Immigration is at the heart of a case ruled on by the U.S. Supreme Court this year as the nine justices have given advocates a victory in a ruling involving the deportation of a Tunisian immigrant. Central to the case is the issue of jurisdictional cause in terms of federal agents’ ability to deport immigrants.
The court ruled in a 7-2 decision that U.S. immigration officials can’t deport convicted criminals in cases where the crime falls outside federal jurisdiction.
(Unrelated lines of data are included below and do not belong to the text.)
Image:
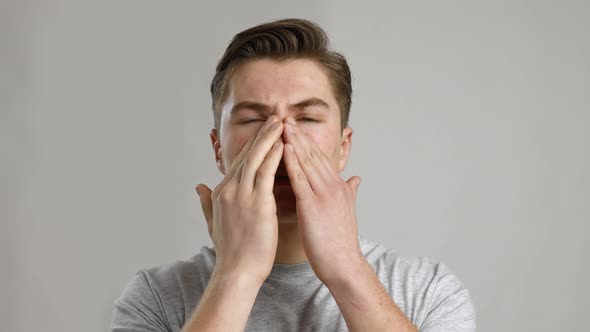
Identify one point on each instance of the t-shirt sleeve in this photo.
(450, 307)
(139, 308)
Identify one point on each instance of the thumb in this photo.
(206, 204)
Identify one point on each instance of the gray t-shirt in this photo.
(292, 298)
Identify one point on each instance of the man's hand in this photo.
(241, 210)
(325, 207)
(328, 231)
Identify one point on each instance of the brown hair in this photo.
(282, 40)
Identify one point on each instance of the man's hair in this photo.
(283, 40)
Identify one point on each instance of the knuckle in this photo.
(226, 197)
(300, 176)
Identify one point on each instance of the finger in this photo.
(354, 183)
(298, 179)
(236, 163)
(206, 205)
(235, 172)
(312, 161)
(257, 155)
(241, 159)
(265, 175)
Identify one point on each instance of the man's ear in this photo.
(345, 145)
(217, 150)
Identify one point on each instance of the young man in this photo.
(287, 255)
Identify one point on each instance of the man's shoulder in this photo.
(424, 288)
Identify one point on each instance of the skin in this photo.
(255, 219)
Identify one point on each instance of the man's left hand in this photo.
(325, 208)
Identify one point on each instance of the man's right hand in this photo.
(241, 211)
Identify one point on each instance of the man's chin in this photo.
(286, 203)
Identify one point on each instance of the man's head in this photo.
(282, 69)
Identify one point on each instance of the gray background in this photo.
(471, 136)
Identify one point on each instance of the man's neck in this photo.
(289, 248)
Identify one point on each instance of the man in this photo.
(287, 255)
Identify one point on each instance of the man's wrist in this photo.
(348, 273)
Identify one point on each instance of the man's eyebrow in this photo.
(256, 106)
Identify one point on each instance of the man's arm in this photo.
(364, 302)
(225, 305)
(242, 222)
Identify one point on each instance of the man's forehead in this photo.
(286, 81)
The case involved a Tunisian immigrant who pleaded guilty to a misdemeanor charge of possession of drug paraphernalia.
Moones Mellouli—the Tunisian immigrant—came to the United States on a student visa and then earned a bachelor’s and a master’s degree. After his studies, he went on to teach math at the University of Missouri. Five years ago, Mellouli was arrested for driving under the influence. It’s at this time that police found pills hidden in his sock.
From a legal perspective, then, Mellouli’s sock amounted to paraphernalia. Federal immigration officials cited the conviction as sufficient reason to deport the immigrant.
Besides classifying a sock as drug paraphernalia, the case reaches new heights of lunacy considering the pills officers found were Adderrall, a common stimulant. The irony was not lost on Justice Elena Kagan, a former law school dean.
“He had four pills of Adderall,” Kagan said during oral arguments in the case as she pointed out a “decent chance” that a random selection of students in “half the colleges in America” would also turn up the pills.
In his argument to the court, Mellouli attorney Jon Laramore, said the government was guilty of extreme overreach in their case.
“Possession of paraphernalia is not a federal offense,” the attorney argued to the justices. “One cannot be prosecuted federally for possessing drug paraphernalia,” he said.
The justice sided with Mellouli and Laramore on the point. Justice Ruth Bader Ginsberg wrote the majority opinion.
The dissent, written by Justice Clarence Thomas, emphasized immigrant responsibility to the letter of the law. In his opinion, Thomas wrote, there is “nothing absurd about removing individuals who are unwilling to respect the drug laws.”